Insurance brokers play a crucial role in the Medicare marketplace, with their compensation structures significantly influencing the types of plans they recommend to clients. In 2026, brokers earn a commission of up to $694 for enrolling a beneficiary in a Medicare Advantage (MA) plan, and $347 annually for renewals. However, in some states like California and New Jersey, initial commissions can reach $864. Conversely, commissions for standalone Part D plans are capped at $114 for initial enrollment nationally.

This disparity in compensation often results in beneficiaries encountering more recommendations for Medicare Advantage plans over Original Medicare with a Medigap supplement during consultations. The Centers for Medicare & Medicaid Services (CMS) sets these commission limits yearly to promote fair practices. However, CMS does not regulate Medigap commissions, which are directly negotiated by insurers, usually resulting in lower payouts than those for MA plans.

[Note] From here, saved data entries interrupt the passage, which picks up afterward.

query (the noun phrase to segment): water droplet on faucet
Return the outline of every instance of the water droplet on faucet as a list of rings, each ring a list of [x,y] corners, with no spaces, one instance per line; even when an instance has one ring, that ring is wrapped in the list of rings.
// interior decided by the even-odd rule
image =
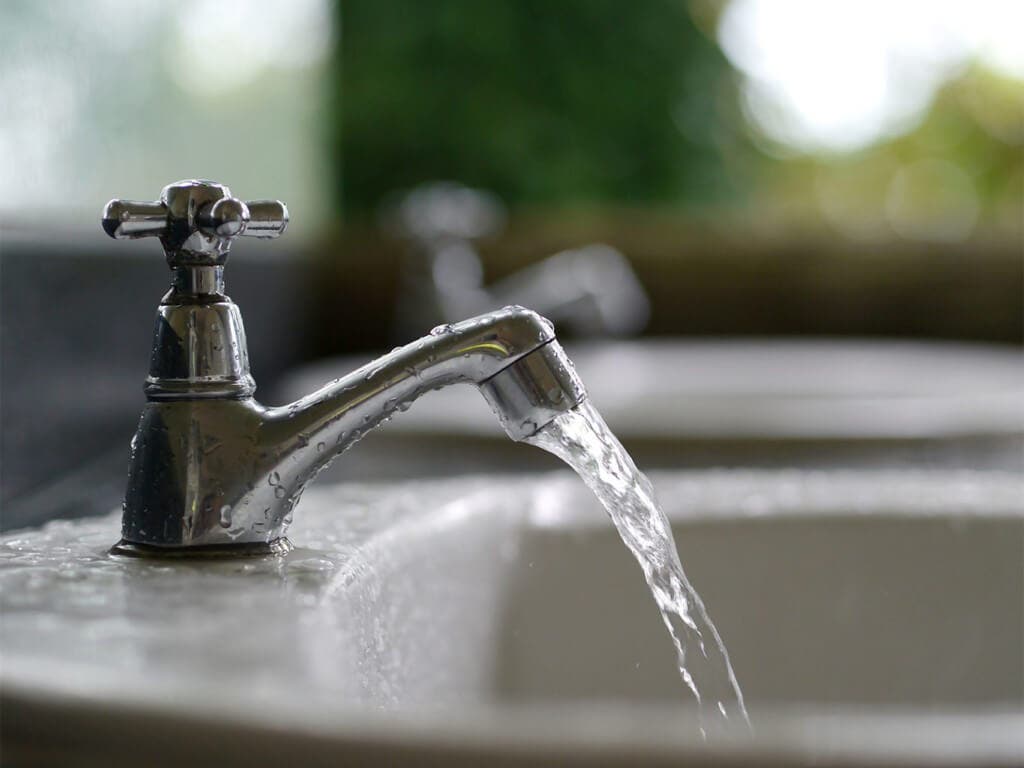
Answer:
[[[455,330],[455,326],[451,323],[443,323],[441,325],[434,326],[430,329],[431,336],[444,336],[446,333],[451,333]]]

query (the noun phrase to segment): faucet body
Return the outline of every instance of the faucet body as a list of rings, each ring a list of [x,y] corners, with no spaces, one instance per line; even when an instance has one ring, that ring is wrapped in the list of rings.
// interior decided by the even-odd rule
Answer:
[[[172,187],[185,184],[206,183]],[[131,223],[125,205],[134,204],[108,205],[112,236],[138,236],[121,235],[126,228],[115,224]],[[168,252],[174,279],[157,313],[117,552],[286,550],[292,510],[308,483],[432,389],[476,385],[514,440],[586,397],[551,324],[510,306],[438,326],[290,405],[263,406],[253,397],[241,313],[223,293],[225,256],[226,248],[219,264],[208,264]]]

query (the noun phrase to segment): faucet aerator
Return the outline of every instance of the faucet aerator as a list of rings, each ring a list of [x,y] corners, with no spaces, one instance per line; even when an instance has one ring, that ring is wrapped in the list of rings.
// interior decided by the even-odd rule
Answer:
[[[587,393],[562,345],[549,341],[480,385],[505,433],[515,441],[532,437]]]

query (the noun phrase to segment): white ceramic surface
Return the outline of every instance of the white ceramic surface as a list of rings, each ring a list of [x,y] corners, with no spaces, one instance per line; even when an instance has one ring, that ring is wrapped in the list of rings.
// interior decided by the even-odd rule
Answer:
[[[654,477],[756,734],[703,744],[654,604],[573,476],[311,488],[281,559],[0,541],[8,755],[59,763],[1013,765],[1024,481]]]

Notably, brokers earn double in commissions for new plan enrollments compared to renewals. Additionally, the commission reset for changes during future enrollment periods incentivizes brokers to push for new enrollments and plan changes rather than long-term retention. This system skews recommendations toward maximizing broker earnings instead of focusing purely on client needs.

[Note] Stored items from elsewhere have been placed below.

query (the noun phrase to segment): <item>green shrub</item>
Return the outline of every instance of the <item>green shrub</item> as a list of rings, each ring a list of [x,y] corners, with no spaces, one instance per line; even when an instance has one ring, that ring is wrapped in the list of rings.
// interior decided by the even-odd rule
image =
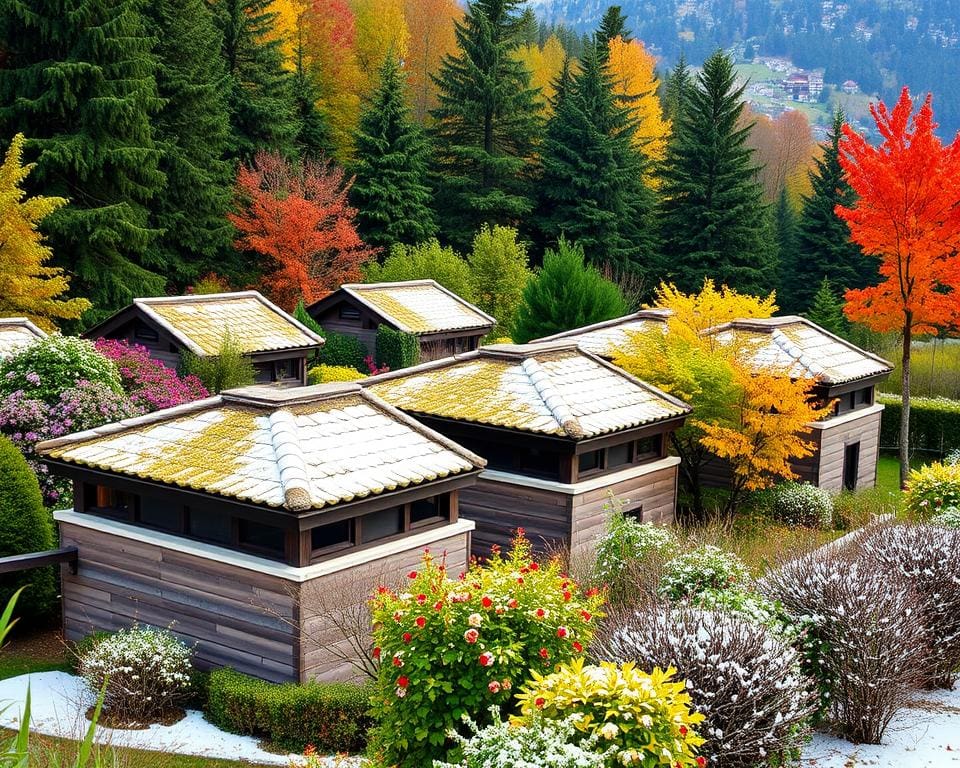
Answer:
[[[939,514],[931,517],[930,522],[941,528],[960,528],[960,507],[946,507]]]
[[[33,400],[56,405],[60,393],[80,381],[103,384],[123,394],[116,364],[86,339],[48,336],[0,362],[0,397],[19,389]]]
[[[234,341],[229,331],[223,335],[218,354],[200,356],[184,352],[181,360],[184,371],[200,379],[212,394],[218,394],[225,389],[245,387],[256,380],[253,363],[244,356],[240,345]]]
[[[363,272],[365,283],[436,280],[467,301],[475,298],[470,265],[453,248],[441,246],[436,238],[417,245],[397,243],[383,264],[369,262]]]
[[[764,491],[761,505],[774,520],[803,528],[833,525],[833,497],[810,483],[780,483]]]
[[[214,725],[303,752],[359,752],[366,744],[370,689],[353,683],[268,683],[232,669],[210,673],[207,716]]]
[[[467,262],[474,302],[497,320],[490,336],[503,336],[513,327],[524,286],[533,276],[527,247],[518,242],[516,229],[485,224],[473,238]]]
[[[903,347],[885,354],[895,368],[880,386],[884,392],[900,394],[900,360]],[[960,400],[960,344],[953,341],[914,343],[910,348],[910,394],[916,397]]]
[[[670,600],[682,600],[706,590],[742,584],[748,575],[746,564],[733,552],[706,544],[666,563],[660,594]]]
[[[293,310],[293,316],[311,331],[323,337],[324,344],[316,355],[316,359],[321,365],[336,365],[344,368],[355,368],[361,373],[366,372],[367,366],[364,363],[364,358],[370,354],[370,351],[360,339],[348,336],[345,333],[325,331],[316,320],[310,317],[307,308],[303,305],[303,299]]]
[[[900,445],[900,396],[877,393],[884,406],[880,419],[880,445]],[[910,449],[940,455],[960,448],[960,400],[936,397],[910,398]]]
[[[0,436],[0,557],[53,549],[54,542],[53,520],[43,506],[37,478],[16,446]],[[53,613],[53,568],[0,576],[0,604],[6,605],[21,587],[26,587],[17,609],[21,616],[41,619]]]
[[[307,371],[308,384],[329,384],[333,381],[358,381],[366,378],[356,368],[344,365],[317,365]]]
[[[405,331],[395,331],[386,325],[377,327],[377,365],[397,371],[418,362],[420,342],[416,336]]]
[[[960,506],[960,466],[935,461],[910,470],[903,500],[907,510],[920,518]]]

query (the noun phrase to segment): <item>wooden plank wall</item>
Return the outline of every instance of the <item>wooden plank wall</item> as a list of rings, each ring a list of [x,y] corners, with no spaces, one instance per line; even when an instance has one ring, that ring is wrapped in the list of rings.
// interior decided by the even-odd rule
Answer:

Regulatory Concerns and Financial Implications

Regulatory compliance concerns have emerged, particularly regarding marketing practices, with increased insurer spending on marketing and broker commissions. Reports, including one from the Senate Finance Committee in March 2025, highlight issues such as aggressive sales tactics and dubious plan-switching practices, echoing past allegations of deceptive marketing.

Financially, Medicare Advantage plans have proven more costly for the government compared to Traditional Medicare. The Medicare Payment Advisory Commission estimated an $84 billion excess paid to MA insurers in 2025, contributing to higher Part B premiums, adversely affecting beneficiaries.

Guidance for Beneficiaries

Switching plans—especially from MA plans to Original Medicare with Medigap—can be challenging. After the initial six-month window, most states require underwriting based on health history, affecting coverage availability and costs. Some states, however, offer broader guaranteed-issue rights, easing transitions.

To make informed decisions, beneficiaries should seek unbiased guidance from the State Health Insurance Assistance Program (SHIP), which offers one-on-one counseling to navigate plan options and understand potential underwriting effects. While brokers are integral in plan selection, awareness of commission influences is crucial for informed decision-making in the Medicare marketplace.